La apuesta de Eli Lilly llega en un momento clave. La compañía se ha convertido en uno de los grandes ganadores del boom de los medicamentos para la obesidad y la diabetes, un mercado que mueve miles de millones de dólares y que sigue creciendo a nivel global. Además, la firma continúa expandiendo su capacidad productiva para responder a una demanda que no deja de aumentar.
Es importante destacar que las acciones de LLY hay aumentado más de 24% en los últimos tres meses, aunque solo acumulan una ganancia de casi 4% en 2026.
Por otro lado, Nokia aparece vinculada a otro de los grandes objetivos de Trump: fortalecer la infraestructura tecnológica y las capacidades relacionadas con inteligencia artificial. Aunque el presidente no realizó anuncios específicos sobre la compañía finlandesa, el mercado comenzó a especular con posibles beneficios indirectos para empresas ligadas a redes, centros de datos y conectividad avanzada, sectores donde Nokia mantiene una posición relevante.
Los títulos de Nokia, en cambio, se han disparado casi un 70% en los últimos tres meses y un 172% en lo que va del año.
¿Qué ven los inversores en estas acciones?
La historia de Eli Lilly es relativamente sencilla de entender.
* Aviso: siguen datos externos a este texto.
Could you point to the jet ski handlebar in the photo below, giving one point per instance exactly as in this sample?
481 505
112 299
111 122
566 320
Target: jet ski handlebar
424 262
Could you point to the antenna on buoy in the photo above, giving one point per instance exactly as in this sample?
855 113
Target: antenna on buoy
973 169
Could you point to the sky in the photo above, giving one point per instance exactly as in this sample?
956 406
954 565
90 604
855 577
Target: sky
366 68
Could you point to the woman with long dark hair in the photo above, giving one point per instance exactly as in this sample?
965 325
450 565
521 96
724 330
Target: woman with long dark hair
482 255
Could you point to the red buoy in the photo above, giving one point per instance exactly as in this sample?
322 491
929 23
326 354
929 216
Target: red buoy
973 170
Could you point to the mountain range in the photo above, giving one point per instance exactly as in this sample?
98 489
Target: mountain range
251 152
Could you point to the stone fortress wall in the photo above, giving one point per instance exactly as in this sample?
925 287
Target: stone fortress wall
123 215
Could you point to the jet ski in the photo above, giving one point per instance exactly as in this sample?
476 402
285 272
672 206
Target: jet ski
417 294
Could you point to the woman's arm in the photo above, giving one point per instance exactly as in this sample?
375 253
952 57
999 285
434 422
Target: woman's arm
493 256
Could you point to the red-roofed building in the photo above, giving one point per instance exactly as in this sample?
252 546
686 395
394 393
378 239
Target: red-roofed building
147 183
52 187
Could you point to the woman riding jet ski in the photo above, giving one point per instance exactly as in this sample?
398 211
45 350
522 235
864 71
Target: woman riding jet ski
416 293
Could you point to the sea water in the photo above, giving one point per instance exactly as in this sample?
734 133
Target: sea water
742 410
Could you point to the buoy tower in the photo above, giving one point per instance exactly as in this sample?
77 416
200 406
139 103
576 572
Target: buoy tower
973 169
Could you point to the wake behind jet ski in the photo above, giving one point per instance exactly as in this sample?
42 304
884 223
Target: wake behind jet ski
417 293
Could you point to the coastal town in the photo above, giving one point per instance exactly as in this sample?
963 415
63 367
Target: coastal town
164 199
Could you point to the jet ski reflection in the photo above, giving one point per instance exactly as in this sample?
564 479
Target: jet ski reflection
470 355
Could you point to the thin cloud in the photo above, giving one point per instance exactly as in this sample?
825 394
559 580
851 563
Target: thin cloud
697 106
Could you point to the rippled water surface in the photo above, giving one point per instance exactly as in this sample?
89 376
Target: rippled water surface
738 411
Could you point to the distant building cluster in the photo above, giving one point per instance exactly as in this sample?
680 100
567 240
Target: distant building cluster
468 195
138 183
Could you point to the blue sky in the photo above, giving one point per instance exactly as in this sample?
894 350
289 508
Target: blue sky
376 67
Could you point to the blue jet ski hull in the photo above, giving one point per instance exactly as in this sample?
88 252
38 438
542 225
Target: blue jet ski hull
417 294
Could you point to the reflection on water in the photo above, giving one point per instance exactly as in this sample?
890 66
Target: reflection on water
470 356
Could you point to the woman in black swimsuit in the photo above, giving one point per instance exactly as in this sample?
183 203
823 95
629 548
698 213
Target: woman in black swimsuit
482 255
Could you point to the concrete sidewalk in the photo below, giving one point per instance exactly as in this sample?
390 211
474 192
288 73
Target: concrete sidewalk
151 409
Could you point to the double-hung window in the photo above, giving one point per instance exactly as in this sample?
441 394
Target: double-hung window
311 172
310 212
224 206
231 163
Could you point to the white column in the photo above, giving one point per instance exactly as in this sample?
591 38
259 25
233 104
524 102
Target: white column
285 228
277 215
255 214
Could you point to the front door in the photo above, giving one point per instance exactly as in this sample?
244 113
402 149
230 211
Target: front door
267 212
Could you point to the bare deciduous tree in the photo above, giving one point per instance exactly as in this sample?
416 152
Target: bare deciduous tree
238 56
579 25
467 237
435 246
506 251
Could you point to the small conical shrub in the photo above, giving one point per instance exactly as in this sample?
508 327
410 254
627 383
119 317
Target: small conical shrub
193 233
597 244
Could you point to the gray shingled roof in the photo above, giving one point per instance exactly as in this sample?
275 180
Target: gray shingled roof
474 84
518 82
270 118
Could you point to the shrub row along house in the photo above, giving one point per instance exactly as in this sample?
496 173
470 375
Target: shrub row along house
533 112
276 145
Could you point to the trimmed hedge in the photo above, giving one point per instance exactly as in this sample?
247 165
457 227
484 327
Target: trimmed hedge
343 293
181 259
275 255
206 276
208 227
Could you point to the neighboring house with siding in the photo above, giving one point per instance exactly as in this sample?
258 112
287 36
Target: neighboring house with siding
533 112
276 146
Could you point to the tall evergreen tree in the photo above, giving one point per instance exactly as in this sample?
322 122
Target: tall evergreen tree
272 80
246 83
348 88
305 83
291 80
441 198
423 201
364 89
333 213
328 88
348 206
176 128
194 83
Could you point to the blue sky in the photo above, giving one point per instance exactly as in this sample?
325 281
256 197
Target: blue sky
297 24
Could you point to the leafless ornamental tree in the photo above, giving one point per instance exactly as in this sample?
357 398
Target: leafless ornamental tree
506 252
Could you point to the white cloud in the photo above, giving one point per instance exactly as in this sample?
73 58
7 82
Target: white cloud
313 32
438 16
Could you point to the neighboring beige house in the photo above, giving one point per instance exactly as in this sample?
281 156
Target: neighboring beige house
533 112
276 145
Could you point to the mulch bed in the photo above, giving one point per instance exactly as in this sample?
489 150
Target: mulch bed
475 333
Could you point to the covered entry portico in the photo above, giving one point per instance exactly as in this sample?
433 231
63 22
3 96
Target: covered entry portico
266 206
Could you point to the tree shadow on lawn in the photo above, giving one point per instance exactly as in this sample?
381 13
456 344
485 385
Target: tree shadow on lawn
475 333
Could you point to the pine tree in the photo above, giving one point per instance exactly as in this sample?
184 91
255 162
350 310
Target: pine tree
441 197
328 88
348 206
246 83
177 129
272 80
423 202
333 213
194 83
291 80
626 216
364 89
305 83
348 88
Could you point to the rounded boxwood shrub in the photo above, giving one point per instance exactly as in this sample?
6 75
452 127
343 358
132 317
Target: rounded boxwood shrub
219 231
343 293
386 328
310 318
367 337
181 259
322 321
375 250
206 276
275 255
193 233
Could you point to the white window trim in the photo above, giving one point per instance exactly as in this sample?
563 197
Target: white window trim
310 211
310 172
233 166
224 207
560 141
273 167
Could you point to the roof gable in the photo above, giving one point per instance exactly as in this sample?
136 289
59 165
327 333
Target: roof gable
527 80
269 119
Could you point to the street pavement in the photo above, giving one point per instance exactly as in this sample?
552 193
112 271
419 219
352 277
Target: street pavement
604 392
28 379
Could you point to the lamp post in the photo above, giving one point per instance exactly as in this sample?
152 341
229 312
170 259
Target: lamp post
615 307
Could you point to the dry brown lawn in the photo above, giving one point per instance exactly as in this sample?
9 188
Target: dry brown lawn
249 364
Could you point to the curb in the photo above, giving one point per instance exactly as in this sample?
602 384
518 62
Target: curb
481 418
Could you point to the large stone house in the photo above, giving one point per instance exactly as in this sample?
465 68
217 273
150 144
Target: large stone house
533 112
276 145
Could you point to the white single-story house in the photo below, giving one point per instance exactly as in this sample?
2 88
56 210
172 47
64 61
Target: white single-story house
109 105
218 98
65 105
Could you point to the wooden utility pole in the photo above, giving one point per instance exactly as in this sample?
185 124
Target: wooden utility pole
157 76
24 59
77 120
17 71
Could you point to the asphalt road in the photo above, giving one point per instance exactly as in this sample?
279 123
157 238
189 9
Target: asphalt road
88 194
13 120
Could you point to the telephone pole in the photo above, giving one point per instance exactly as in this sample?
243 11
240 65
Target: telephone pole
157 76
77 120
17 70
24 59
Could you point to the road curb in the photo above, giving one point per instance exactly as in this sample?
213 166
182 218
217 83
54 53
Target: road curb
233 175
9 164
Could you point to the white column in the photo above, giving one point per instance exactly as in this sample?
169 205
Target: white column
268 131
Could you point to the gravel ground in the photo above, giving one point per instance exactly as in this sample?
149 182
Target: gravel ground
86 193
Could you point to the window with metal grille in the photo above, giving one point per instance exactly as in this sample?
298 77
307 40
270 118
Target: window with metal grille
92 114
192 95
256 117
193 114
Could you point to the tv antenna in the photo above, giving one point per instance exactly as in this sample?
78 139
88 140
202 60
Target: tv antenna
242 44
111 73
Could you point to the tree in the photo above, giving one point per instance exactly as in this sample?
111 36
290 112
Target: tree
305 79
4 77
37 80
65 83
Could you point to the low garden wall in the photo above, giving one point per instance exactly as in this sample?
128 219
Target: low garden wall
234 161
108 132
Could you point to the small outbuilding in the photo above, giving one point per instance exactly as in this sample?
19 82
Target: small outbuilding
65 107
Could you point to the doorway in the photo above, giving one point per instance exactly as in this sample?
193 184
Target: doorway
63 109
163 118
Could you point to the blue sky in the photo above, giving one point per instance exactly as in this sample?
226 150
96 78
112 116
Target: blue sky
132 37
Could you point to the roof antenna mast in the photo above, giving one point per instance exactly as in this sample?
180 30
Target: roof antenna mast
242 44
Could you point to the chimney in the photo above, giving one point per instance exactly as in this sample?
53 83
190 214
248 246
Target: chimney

La empresa combina crecimiento, liderazgo en salud y fuertes inversiones domésticas. De hecho, la propia compañía afirmó que su expansión industrial en Estados Unidos está impulsada por la confianza en su cartera de medicamentos para obesidad, oncología, inmunología y neurociencias.
Nokia, en cambio, representa una apuesta diferente. La firma busca recuperar protagonismo gracias al despliegue de redes 5G, la infraestructura para centros de datos y la creciente demanda derivada de la inteligencia artificial. En un contexto donde Estados Unidos está destinando cientos de miles de millones de dólares a proyectos tecnológicos, algunos inversores creen que compañías de infraestructura digital podrían beneficiarse de forma indirecta.
Sin embargo, los analistas recuerdan que una mención presidencial no garantiza subidas sostenidas en bolsa. Lo que realmente determinará el comportamiento de ambas acciones serán sus resultados financieros, el crecimiento de ingresos y la capacidad de ejecutar sus planes de expansión.
En cualquier caso, cuando Trump destaca una empresa en medio de su agenda económica, Wall Street suele prestar atención. Y esta vez, Eli Lilly y Nokia han quedado en el centro de esa conversación.